Dengan demikian, umat harus sadar. Untuk menggantikan sistem demokrasi, dibutuhkan sebuah sistem yang sahih. Itulah Khilafah. Di tengah masyarakat masih terdapat perdebatan. Baik di kalangan internal umat Islam, maupun pesaing ideologi lainnya. Penolakan terjadi dengan mengatakan Khilafah romantisme sejarah. Gagasan absurd ingin mewujudkan sistem yang sudah kuno. Tidak sesuai dengan konteks keindonesiaan yang prulal. Serta ungkapan nyinyir lainnya. Ungkapan itu muncul akibat teracuni oleh pemikiran barat. Barat ingin menjauhkan umat dari Islam sebagai ideologi.

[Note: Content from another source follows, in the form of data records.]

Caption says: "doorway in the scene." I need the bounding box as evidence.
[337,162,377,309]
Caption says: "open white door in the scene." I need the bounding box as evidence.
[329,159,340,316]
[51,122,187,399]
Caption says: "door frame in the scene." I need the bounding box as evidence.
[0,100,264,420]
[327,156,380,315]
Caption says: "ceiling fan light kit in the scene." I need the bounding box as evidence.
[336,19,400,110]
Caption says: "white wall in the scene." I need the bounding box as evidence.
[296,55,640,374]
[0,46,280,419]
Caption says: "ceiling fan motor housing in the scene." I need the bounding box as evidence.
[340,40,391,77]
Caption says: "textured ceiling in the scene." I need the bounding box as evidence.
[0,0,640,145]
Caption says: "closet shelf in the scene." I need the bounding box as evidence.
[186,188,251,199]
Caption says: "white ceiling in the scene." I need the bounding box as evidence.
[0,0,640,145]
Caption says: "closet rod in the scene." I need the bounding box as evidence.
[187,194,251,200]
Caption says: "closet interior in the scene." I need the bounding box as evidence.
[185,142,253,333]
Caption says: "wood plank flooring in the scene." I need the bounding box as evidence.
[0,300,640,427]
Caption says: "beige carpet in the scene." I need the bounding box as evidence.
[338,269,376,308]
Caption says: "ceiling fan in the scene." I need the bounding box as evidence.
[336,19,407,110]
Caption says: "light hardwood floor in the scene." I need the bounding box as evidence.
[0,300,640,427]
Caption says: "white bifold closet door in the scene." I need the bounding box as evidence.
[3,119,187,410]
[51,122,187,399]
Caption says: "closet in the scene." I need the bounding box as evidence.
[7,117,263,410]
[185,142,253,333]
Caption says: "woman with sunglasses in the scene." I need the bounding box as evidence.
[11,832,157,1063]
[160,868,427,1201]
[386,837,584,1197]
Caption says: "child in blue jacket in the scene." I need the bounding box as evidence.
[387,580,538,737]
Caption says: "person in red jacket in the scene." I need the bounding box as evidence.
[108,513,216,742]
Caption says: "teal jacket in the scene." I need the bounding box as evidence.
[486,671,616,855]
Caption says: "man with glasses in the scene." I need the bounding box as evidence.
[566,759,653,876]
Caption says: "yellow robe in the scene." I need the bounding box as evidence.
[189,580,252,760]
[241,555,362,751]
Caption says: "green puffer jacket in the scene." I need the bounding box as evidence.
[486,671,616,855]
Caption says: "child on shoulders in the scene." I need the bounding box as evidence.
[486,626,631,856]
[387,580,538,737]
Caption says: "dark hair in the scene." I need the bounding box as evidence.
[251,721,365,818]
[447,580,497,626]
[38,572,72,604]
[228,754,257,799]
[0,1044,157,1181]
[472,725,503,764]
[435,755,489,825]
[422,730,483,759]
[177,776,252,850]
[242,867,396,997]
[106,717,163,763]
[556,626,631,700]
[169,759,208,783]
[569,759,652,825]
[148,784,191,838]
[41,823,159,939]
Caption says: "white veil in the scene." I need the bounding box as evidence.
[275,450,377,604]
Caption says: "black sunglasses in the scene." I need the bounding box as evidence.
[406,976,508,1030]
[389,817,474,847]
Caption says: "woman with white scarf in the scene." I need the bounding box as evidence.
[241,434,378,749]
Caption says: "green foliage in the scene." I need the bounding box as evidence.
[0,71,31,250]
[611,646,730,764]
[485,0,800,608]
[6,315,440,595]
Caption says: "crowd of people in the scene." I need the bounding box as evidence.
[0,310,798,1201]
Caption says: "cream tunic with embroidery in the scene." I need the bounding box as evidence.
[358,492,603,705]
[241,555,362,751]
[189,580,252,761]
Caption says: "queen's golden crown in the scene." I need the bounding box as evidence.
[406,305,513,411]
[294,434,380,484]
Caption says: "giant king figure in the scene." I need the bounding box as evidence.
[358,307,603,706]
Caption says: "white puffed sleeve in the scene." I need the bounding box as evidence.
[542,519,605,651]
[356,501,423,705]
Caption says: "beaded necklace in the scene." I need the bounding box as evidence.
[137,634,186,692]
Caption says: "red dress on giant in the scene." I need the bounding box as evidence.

Jika ungkapan perjuangan Khilafah merupakan romantisme sejarah, berarti umat ini sadar, kondisi saat ini sudah menyengsarakan hidup. Apakah salah seseorang mengingat masa romantisme mereka? Jika gagasan ini absurd, kenapa banyak orang yang mendukung dan berjuang mewujudkannya? Bahkan pemimpin dan politisi barat yang kufur pun meyakininya sebagai ancaman? Kalau tidak sesuai dengan konteks keindonesiaan, apakah hal salah jika memperjuangakan Khilafah sebagai solusi alternatif? Bukankah krisis multidemensi Indonesia diakibatkan oleh penerapan sistem yang salah?
Ungkapan demikian tak sepatutnya disampaikan umat Islam. Kenapa mereka tidak mempersoalkan sistem atau ideologi selain Islam? Sementara apa solusi mereka untuk keluar dari krisis multidimensi ini? Jika mereka terus menyerang dan memojokan perjuangan Khilafah. Motif apa yang mereka lakukan? Benar-benar motif kepentingan pribadi untuk dikenal? Ataukah karena kedengkian? Padahal seharusnya mereka menolong dalam kebaikan dan taqwa sebagaimana Islam telah mengajarkan pada umatnya.
Politik Islam dalam menegakan Khilafah harus dipetakan dengan baik. Karena Khilafah akan menggantikan sistem demokrasi mulai dari akarnya. Politik Islam bermakna mengurusi urusan umat. Kehidupan ini diatur dengan syariah Islam dalam aspek ibadah, akhlak, dan mua’amalah. Khilafah merupakan rumah besar umat manusia.
Khilafah
Alasan nyata mengganti demokrasi dengan Khilafah bukanlah isapan jempol. Praktik demokrasi dengan bersandar pada sekularisme (pemisahan agama dari kehidupan) menyisakan persolan. Pemimpin yang korup. Sistem yang berbelit. Bertumpu pada korporasi. Tak jarang penuh janji dan ilusi. Bahkan tak segan melakukan kebohongan pada rakyat. Serta menistakan rakyat sebagai pihak yang wajib diurusi. Belum lagi demokrasi digunakan sebagai alat intervensi politik oleh negara kapitalis demokrasi ke negeri kaum muslim. Intervensi melalui lembaga internasional. Sementara itu, rakyat dikibuli dengan lipstik demokrasi yang seolah elok.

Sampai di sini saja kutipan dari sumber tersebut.